Thursday, 14 April 2022

Breaking Bread


And the Word became flesh and moved into the neighbourhood. And the Word brought bread (borrowed from another!) - five loaves, seven loaves, distributed to thousands, never running out. And the Word brought bread, himself the bread, promising that hunger would be no more and that however much bread you ate you wouldn't need to worry about being thirsty from the clartyness of the bread (or something like that) because the bread the Word is, it's the bread of life. 

And the Word sat at a table surrounded by his friends and followers, and he took the bread that sat in front of him, and he broke it, saying 'this is my body broken for you', and after supper he took the cup - the wine in the cup symbolising the blood that would be shed as the bread of life was broken, not broken to be scattered and signify an ending, but broken, to bring healing and restore all that was broken before. 

When the Word became flesh and moved into the neighbourhood, he dwelled amongst people who were struggling to find light. He dwelled in the places where hunger was evident and needs were unmet. He dwelled in a world that needed far more than it received, and in his dwelling, he was able to show and bring life. 

As we're called to gather at the table to share a meal, as we break bread and wine as part of that meal, we find the presence of the Word amongst us. We find in the stories that we tell and the life that we share, that the bread of life is amongst us - he dwells, he feeds, he satisfies, he brings life. 

On Maundy Thursday this story becomes so poignantly our story as we gather in community and share food. Every time we gather as equals, not just on this day, but as companions around the table, this story, we hold onto as ours. The story of Maundy Thursday calls us to a community where brokenness is evident but the smell and sounds of restoration are in the air.
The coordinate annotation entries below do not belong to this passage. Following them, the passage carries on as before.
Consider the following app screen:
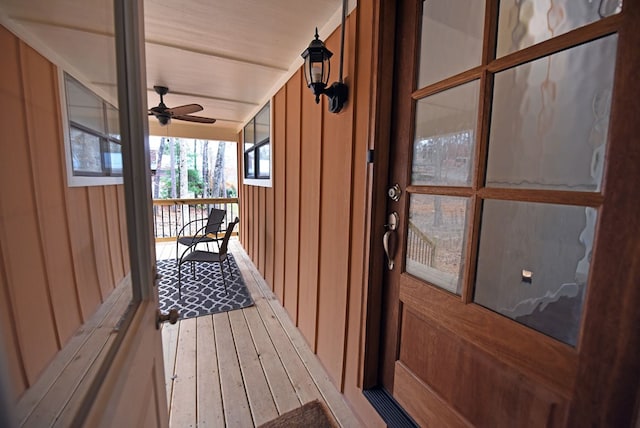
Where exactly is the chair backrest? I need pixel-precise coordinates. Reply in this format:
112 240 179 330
204 208 227 235
220 217 240 254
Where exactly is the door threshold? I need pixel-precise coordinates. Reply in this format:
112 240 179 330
362 387 418 428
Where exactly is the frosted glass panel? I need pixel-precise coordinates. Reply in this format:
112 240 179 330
474 200 597 345
418 0 485 87
411 80 480 186
406 194 468 294
486 35 617 191
497 0 622 57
Each person at the table brings their own story - from the one who is doubting, to the one who is lost, to the one who is ready to sell everything for the shine of silver coins, to the one who will deny any of it ever happened, to the one who kneels on the floor and washes the feet. 

This Maundy Thursday story belongs to all those who rarely find a place at the table (and those who are often there too), for the table where the Bread of Life dwells has room for all who choose to make the story their own. It is a place where the homeless find a home, where the hungry are satisfied, where the unloved find abundant love, where the lonely are welcomed into community and where the broken scattered pieces of the shattered parts of life find a place to be brought together and made more beautiful than they ever have been before. It is a place where the story of how life in all its fulness is made possible is laid down in the symbols of the broken bread and wine and it reminds us that however lonely we feel we have a place to belong. 

In this dwelling at the table, this room in the neighbourhood, where the Bread of Life both presides and kneels before us, we hear a call to bring something of what he brings. In uniting our own stories with this story at the table we hear a call be a community that commits to gathering around a table that offers the welcome that the Maundy Thursday table brings. In our offering we are called to serve; in our blessings we are called to give; in our wholeness we are called to break; in the darkness, we are called to bring light; in our neighbourhood, we are called to dwell.